Николай Иванович в своем заключительном слове, очевидно, все еще надеялся на скорейшее урегулирование разногласий: «Первое, что необходимо, — побольше внимания к работе друг друга, побольше уважения к работе друг друга. Мы убеждены, что в нашей стране в исключительных условиях, в которых мы работаем, когда за нашей работой следит вся страна, когда наши достижения подхватываются десятками тысяч колхозов, имеются все основания для того, чтобы совершать великие дела. Хотя мы и расходимся по некоторым теоретическим вопросам, у нас одна устремленность: мы хотим в кратчайшее время переделать культурные растения, создать по всем важнейшим культурам для основных районов лучшие сорта. Мы будем работать, вероятно, разными методами в ближайшие годы, будем заимствовать лучшее друг у друга, но основной цели во что бы то ни стало мы добьемся».

Николай Иванович был воспитан как русский интеллигент и вел себя как истинный ученый, а Лысенко и его сторонники не скупились на хлесткие ярлыки: «формальная генетика», «менделисты-морганисты», «вейсманисты», «генетика — бесплодная наука». Развертывалась серьезная — политическая — кампания против генетики вообще.
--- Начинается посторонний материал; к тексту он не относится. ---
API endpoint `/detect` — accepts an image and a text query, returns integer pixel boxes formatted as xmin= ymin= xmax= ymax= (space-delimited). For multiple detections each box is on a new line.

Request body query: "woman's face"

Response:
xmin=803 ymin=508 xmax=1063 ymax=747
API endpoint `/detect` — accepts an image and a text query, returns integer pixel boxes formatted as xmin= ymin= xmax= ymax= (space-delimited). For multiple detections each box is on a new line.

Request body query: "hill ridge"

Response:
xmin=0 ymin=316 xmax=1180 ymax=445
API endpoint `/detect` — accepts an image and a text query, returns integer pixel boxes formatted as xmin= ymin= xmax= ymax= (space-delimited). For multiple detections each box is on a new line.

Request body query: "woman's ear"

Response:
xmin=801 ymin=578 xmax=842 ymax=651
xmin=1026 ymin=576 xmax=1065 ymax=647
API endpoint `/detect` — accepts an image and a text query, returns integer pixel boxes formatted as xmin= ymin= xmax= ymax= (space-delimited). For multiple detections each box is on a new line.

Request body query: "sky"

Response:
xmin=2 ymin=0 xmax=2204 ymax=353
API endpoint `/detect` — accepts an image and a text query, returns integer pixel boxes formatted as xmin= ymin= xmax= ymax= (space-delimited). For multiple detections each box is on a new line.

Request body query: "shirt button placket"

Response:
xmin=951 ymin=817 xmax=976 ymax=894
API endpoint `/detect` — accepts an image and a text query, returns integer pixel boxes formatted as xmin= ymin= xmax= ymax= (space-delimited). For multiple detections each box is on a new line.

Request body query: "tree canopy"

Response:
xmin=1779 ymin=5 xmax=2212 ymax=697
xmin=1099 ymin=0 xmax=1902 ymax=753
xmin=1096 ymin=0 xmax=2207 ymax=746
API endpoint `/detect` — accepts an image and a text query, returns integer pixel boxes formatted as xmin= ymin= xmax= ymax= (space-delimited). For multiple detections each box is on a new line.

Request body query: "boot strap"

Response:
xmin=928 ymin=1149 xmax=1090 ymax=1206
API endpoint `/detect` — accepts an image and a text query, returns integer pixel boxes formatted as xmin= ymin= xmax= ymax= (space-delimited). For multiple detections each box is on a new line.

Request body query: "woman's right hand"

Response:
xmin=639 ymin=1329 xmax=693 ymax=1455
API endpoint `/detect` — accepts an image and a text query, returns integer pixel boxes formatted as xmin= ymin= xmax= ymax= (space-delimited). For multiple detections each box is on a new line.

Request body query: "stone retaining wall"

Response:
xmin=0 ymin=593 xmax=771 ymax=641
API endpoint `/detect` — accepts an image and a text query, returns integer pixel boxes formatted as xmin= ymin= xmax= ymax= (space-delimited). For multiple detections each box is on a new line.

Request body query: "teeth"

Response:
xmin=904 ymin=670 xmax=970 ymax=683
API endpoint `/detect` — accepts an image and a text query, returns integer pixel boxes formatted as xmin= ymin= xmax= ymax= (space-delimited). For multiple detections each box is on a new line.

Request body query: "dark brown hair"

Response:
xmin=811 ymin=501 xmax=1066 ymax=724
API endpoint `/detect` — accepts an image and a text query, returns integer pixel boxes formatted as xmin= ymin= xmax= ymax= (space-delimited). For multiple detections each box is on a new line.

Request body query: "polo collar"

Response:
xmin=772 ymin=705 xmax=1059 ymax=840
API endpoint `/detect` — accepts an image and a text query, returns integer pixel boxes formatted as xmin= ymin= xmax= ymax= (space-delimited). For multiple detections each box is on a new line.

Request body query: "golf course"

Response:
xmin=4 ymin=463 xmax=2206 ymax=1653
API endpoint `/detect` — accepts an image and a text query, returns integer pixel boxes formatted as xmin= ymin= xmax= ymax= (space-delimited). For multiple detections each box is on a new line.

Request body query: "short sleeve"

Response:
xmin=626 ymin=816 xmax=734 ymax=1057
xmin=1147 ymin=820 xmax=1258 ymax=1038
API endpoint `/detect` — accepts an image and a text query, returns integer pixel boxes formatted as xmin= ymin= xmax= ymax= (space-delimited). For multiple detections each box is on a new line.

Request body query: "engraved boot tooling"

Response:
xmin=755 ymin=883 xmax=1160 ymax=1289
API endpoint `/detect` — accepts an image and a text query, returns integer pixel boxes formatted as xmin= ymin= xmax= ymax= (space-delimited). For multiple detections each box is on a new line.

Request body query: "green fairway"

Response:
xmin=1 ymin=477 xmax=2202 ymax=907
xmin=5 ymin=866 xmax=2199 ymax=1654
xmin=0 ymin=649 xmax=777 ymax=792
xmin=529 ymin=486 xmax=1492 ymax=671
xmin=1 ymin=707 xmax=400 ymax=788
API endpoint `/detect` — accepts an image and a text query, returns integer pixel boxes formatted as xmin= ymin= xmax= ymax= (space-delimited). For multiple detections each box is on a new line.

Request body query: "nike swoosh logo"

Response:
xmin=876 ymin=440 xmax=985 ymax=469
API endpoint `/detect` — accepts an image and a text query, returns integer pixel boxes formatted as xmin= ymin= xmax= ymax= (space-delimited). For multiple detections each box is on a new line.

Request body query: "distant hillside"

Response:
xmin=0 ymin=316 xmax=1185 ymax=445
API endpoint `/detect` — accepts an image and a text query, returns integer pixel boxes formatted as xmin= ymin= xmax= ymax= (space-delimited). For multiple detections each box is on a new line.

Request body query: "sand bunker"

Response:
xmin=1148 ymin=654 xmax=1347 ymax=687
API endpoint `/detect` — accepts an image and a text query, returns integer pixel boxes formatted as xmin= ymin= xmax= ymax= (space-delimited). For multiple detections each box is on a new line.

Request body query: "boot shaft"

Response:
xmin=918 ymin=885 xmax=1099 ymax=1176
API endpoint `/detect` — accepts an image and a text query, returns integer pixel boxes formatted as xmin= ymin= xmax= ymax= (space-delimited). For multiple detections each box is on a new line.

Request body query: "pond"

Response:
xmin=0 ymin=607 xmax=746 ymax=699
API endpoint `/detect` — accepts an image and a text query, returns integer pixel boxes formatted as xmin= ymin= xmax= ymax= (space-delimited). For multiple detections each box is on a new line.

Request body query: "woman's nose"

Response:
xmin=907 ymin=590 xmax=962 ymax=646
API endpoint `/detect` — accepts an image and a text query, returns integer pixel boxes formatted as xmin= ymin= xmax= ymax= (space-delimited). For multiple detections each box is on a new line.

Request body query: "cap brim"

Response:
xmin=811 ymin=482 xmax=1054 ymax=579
По просьбе аспирантов и сотрудников Института генетики АН СССР Вавилов подготовил и прочитал пять двухчасовых обзорных лекций по генетике. Привлек к этому и других ученых, в том числе зарубежных — К. Бриджеса, Г. Мёллера, Д. Костова. Это был акт высокого гражданского мужества. Стенограммы лекций ученого сохранились — это по сути интереснейшие очерки о развитии генетики, насыщенные историческими фактами, экспериментальными данными, убедительными примерами, ссылками на выводы авторитетных ученых.

В конце 1936 года «наверху» приняли решение не проводить в Москве VII Международный генетический конгресс, хотя годом раньше Академия наук СССР официально обратилась в международный комитет по организации конгресса с приглашением провести его в Москве, а Совнарком СССР утвердил состав национального оргкомитета. Ученые разных стран уже сообщили о своем участии в конгрессе, да и сам Николай Иванович серьезно к нему готовился.

Когда президентом ВАСХНИЛ стал Т. Д. Лысенко, то вопрос о проведении в СССР когда-либо этого научного форума вообще отпал. Проведение его перенесли в Эдинбург на более поздний срок.

Николай Иванович Вавилов, конечно, тяжело переживал все эти неожиданные для него и унизительные для страны события. Ведь еще задолго до конгресса ему от профессора Крю пришло такое письмо: «Дорогой профессор Вавилов! Как генеральному секретарю седьмого Международного генетического конгресса мне выпала большая честь известить Вас, что организационный комитет единогласно и при всеобщем одобрении избрал Вас президентом конгресса. Более удачного выбора на этот пост сделано быть не могло… Я считаю, что успех конгресса обеспечен заранее. Во-первых, Ваша президентская речь будет, конечно, сообщением большого интереса и важности. Во-вторых, работа в области генетики в СССР в течение последних двадцати лет оставила настолько глубокий след в науке, что совершенно естественно высший пост на конгрессе предоставить представителю Вашей страны».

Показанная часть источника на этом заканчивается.